Aussies: Protect arts

Industry fears U.S. will push for standstill

SYDNEY — Australian actors and musicians are planning to rally this morning at the Sydney Opera House, calling on the government to stick to its commitment to exclude the media and cultural industries from the free trade pact being negotiated with the U.S.

Gathering is part of a concerted campaign by the film and TV industry, whose members fear the U.S. will push for a standstill that would prevent the Oz government from introducing regs for products distributed digitally.

An Australian Film Commission delegation argued strongly against a standstill in meetings last month in L.A. and Washington with reps of the Motion Picture Assn. of America, trade officials and the actors, writers and directors guilds (Daily Variety, Sept. 19), but came home convinced the Hollywood studios are opposed to the imposition of local content quotas in the looming digital era.

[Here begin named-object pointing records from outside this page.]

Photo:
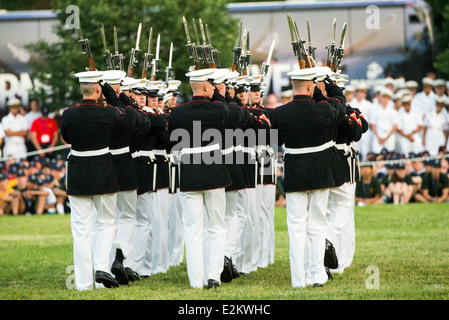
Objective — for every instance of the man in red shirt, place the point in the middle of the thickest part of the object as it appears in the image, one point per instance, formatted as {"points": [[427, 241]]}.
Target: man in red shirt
{"points": [[44, 133]]}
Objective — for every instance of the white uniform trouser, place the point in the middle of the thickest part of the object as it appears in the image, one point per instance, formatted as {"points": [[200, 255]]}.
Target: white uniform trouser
{"points": [[339, 212], [237, 255], [250, 236], [264, 197], [83, 237], [125, 238], [306, 222], [214, 203], [231, 221], [144, 235], [159, 222], [176, 238], [350, 228]]}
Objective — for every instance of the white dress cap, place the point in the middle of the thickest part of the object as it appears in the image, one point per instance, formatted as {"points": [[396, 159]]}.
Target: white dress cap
{"points": [[128, 83], [307, 74], [89, 76], [201, 75], [220, 75], [113, 76], [322, 72]]}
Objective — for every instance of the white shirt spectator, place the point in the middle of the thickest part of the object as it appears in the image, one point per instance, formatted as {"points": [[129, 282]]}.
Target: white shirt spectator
{"points": [[14, 145]]}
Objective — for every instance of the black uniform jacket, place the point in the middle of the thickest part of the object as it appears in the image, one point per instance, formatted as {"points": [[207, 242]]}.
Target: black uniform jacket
{"points": [[237, 119], [200, 171], [121, 138], [88, 127], [349, 130], [302, 123]]}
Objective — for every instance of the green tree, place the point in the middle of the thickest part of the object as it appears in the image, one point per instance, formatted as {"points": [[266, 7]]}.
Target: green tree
{"points": [[55, 64]]}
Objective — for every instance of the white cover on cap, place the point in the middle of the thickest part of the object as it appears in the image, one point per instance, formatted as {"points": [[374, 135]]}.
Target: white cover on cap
{"points": [[303, 74], [128, 83], [89, 76], [113, 76], [220, 75], [201, 75]]}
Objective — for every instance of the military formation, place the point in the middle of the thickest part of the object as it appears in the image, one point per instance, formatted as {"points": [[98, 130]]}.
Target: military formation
{"points": [[149, 179]]}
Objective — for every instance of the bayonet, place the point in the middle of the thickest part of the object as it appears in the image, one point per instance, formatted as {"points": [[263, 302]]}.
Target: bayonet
{"points": [[168, 70], [155, 62], [85, 45], [147, 57], [265, 66], [118, 57], [331, 47], [298, 44], [311, 48], [107, 53], [206, 48], [134, 51], [339, 52], [214, 52], [237, 49], [192, 46]]}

“To date we have had support from the federal government for the exclusion of Australian media and cultural industries from the free trade agreement,” said Simon Whipp, Equity director of the Media, Arts and Entertainment Alliance, the union that’s staging the Opera House rally.

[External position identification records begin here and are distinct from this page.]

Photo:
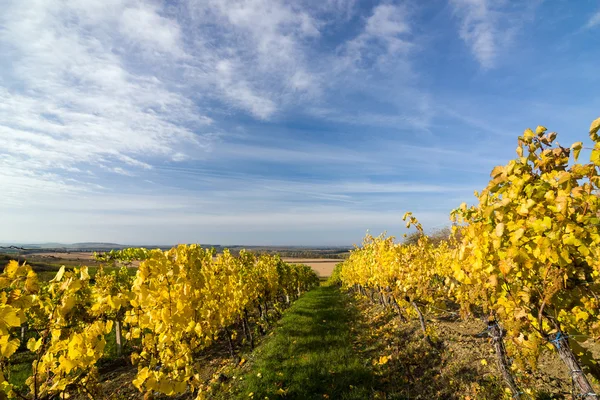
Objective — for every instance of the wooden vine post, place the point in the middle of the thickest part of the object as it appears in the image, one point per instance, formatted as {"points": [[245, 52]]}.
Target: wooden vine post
{"points": [[561, 344], [496, 333]]}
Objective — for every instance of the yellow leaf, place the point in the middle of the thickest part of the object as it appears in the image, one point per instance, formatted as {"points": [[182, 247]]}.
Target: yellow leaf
{"points": [[540, 130], [8, 317], [34, 345], [8, 347], [59, 274], [576, 147], [499, 229], [594, 127]]}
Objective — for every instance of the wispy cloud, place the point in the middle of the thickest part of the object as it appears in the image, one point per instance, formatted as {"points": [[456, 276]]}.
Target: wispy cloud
{"points": [[489, 27], [478, 29], [308, 120], [594, 21]]}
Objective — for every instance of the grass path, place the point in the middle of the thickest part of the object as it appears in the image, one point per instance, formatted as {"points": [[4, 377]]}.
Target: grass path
{"points": [[310, 355]]}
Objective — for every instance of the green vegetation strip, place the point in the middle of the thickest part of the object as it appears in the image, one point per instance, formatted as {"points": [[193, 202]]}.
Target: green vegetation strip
{"points": [[310, 355]]}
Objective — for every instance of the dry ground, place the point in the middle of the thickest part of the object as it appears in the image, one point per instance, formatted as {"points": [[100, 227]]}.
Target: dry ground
{"points": [[322, 266]]}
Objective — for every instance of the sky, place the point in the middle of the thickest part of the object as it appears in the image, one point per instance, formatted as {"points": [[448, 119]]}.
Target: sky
{"points": [[267, 122]]}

“Negotiations with the U.S. are set to recommence in late October, and the U.S. government is pushing for a backdown, so we must ensure the Australian government holds firm.

“If politicians agree to a standstill, we are left with what we have now, and what works in the early 21st century may not stand up to the new world of the next five or 10 or 20 years. Australia’s culture is too important to gamble or trade away.”

The AFC reinforced its case last week by citing figures from the Australian Bureau of Statistics showing that U.S. programs account for 69% of Australia’s TV imports, confirming Oz is the most open market in the world to Yank product.

Australian TV exports hit a 10-year low of $52 million in 2001-02 while imports continued to rise, leading to a deficit of $420 million, the highest since these stats were first compiled in 1987-88.

President George W. Bush has said he wants to see the trade pact concluded by the end of this year, but Aussie negotiators indicated last week that’s doubtful while the two sides remain far apart on agricultural subsidies.